To override the default, the user should 
    - provide a file describing the translation required;
    - let the environment variable "AGFL_ALPHABET" point to this file.

An example of an alphabet translation file is given in this directory:
"agfl_alphabet.txt". The translation defined in this example file
is exactly equal to the default behaviour of the system.
The AGFL user can take (a copy of) the example file and modify it
to his liking.

The environment variable can be set as follows:
    (windows)	SET AGFL_ALPHABET=c:\agfl_2.3.0\alphabet\agfl_alphabet.txt
    (unix)	export AGFL_ALPHABET=/c/agfl_2.3.0/alphabet/agfl_aphabet.txt

(in stead of c:\agfl_2.3.0\alphabet\agfl_alphabet.txt any legal disk,
path and file name seen fit by the user can be used).

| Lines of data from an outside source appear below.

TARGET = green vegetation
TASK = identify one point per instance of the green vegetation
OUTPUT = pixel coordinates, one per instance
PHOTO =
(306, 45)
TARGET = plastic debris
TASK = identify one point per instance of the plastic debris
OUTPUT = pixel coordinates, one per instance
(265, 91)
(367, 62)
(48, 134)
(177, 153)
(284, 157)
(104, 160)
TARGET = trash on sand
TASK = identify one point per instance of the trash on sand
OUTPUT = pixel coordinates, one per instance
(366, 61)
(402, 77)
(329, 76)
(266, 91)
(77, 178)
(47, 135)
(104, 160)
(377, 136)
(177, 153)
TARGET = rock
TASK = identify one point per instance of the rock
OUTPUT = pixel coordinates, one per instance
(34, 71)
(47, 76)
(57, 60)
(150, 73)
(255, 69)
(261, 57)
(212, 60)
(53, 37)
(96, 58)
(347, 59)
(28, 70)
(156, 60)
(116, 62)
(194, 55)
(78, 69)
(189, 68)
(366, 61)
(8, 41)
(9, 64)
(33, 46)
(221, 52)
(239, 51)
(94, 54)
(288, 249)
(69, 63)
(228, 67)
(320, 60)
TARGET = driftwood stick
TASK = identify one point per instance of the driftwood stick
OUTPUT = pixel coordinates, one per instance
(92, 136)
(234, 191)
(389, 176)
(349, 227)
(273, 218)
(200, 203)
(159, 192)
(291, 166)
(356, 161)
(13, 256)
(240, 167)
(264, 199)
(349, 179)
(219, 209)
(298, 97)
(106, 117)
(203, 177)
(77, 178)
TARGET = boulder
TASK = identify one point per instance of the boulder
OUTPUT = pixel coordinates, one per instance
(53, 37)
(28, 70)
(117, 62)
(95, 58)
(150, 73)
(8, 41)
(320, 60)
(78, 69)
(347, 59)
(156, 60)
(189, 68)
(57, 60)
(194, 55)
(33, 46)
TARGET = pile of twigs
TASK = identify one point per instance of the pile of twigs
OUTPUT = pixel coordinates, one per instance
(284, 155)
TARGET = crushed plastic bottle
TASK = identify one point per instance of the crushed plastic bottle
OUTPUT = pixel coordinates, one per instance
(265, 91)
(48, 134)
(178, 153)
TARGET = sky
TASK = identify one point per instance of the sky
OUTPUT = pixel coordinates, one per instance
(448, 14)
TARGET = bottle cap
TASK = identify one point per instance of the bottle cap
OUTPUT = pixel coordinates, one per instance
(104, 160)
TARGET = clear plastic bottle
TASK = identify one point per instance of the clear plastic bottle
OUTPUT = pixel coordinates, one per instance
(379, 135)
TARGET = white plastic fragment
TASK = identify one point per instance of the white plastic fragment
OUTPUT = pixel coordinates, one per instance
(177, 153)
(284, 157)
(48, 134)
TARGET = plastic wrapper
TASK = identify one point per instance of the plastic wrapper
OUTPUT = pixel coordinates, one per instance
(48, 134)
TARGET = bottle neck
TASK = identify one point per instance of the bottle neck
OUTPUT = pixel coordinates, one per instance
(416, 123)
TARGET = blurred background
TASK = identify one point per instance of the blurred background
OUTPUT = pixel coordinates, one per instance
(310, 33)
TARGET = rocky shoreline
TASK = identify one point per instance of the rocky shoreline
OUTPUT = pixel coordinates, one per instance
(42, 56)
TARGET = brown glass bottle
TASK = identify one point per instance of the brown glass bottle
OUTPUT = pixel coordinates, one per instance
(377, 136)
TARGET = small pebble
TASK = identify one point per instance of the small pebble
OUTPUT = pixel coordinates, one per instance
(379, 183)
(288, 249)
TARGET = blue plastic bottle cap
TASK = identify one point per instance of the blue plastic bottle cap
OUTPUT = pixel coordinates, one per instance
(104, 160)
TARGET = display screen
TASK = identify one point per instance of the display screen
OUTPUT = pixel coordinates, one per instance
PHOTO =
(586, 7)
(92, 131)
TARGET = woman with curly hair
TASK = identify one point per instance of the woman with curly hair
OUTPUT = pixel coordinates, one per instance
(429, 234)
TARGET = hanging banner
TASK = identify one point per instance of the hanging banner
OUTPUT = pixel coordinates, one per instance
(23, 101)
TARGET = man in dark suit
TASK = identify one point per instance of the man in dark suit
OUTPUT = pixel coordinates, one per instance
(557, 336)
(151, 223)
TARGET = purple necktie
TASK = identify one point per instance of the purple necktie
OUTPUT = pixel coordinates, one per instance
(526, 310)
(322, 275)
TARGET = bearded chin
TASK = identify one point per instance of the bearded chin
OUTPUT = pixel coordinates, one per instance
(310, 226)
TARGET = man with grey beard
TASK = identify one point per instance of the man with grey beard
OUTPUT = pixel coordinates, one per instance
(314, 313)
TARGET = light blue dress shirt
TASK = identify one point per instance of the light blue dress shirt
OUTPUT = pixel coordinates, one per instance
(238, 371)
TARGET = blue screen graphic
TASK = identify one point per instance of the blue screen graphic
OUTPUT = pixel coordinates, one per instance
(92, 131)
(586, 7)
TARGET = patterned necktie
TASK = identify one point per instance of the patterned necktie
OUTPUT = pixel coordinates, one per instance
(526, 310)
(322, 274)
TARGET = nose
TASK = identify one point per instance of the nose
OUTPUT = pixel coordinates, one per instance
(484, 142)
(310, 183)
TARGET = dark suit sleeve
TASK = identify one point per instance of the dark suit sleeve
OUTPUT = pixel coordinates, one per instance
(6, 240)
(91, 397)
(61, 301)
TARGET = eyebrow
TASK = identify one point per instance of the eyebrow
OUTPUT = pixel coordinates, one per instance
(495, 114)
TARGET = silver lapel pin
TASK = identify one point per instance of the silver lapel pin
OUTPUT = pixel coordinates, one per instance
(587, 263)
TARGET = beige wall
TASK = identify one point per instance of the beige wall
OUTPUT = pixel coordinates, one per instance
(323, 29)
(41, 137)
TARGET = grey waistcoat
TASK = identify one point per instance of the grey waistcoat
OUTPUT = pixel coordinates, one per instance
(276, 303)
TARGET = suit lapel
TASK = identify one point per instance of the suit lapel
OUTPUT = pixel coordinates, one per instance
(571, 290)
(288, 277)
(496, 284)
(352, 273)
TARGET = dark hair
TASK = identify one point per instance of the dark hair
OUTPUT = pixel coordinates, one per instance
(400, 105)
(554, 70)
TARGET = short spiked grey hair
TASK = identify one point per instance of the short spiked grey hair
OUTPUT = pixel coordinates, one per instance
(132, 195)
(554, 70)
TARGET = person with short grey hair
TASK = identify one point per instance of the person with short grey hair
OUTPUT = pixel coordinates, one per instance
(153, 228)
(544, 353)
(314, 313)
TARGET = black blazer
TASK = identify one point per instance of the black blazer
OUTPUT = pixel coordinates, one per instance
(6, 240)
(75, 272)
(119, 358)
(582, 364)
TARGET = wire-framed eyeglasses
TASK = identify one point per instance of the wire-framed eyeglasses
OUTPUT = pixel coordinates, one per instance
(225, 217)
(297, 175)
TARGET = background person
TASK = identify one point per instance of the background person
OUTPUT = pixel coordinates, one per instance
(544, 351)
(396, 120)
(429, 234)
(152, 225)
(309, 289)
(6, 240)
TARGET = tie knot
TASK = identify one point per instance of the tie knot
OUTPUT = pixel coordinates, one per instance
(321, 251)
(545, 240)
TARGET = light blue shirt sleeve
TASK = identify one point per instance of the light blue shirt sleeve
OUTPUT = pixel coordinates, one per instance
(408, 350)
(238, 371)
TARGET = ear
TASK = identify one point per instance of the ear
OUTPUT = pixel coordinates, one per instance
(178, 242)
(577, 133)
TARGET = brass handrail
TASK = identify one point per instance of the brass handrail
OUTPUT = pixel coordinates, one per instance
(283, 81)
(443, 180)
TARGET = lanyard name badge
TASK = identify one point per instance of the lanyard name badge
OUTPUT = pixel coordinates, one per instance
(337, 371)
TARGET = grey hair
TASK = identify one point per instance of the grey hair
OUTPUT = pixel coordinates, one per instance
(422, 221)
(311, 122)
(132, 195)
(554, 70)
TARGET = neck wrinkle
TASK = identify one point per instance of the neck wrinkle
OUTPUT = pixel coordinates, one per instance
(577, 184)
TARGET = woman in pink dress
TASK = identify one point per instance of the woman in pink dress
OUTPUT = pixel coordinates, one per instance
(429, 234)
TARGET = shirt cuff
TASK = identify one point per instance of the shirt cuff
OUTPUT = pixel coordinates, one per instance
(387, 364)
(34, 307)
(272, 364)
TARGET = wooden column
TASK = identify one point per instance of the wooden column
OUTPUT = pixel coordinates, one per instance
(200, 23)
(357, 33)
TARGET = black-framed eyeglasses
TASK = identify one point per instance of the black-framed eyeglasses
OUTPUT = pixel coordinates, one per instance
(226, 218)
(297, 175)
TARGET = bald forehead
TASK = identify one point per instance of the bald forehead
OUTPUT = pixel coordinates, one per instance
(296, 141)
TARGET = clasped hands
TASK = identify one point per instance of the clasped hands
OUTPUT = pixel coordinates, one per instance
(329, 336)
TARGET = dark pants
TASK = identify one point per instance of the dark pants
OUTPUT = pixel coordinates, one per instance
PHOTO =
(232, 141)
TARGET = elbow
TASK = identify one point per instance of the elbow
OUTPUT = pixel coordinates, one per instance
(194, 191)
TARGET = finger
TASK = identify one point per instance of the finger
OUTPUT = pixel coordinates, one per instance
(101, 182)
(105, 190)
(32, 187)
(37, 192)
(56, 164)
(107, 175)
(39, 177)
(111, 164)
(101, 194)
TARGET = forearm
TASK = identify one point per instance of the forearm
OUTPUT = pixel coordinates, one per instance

It is suggested to include this definition in the file
agfl_2.3.0\bin\setagfl.bat, which already contains a commented-out
command line that defines the environment variable AGFL_ALPHABET
in such a way that it points to the example file in this directory.
Activating the setting in this command file will make sure the
alphabet translation is activated together with the definition of
all other symbols and settings required to use the AGFL system.



returning to the default
--------- -- --- -------

To return to the default, either
    - remove or comment out the setting of AGFL_ALPHABET,
      quit and restart the DOS box;
    - re-define the setting on the command line by either
      undoing the definition by means of
          SET AGFL_ALPHABET=
      or making the AGFL_ALPHABET variable point to the "default"
      alphabet translation file:
          SET AGFL_ALPHABET=c:\agfl_2.3.0\alphabet\agfl_alphabet.txt



let the run-time system report on the translation table used
--- --- -------- ------ ------ -- --- ----------- ----- ----

Once a parser is generated, the parser will report the active character
translations when started with the "-A" option.
This option will list all active translations prior to accepting input.



the alphabet translation file layout
--- -------- ----------- ---- ------

The alphabet translation file should contain a line for each requested character translation.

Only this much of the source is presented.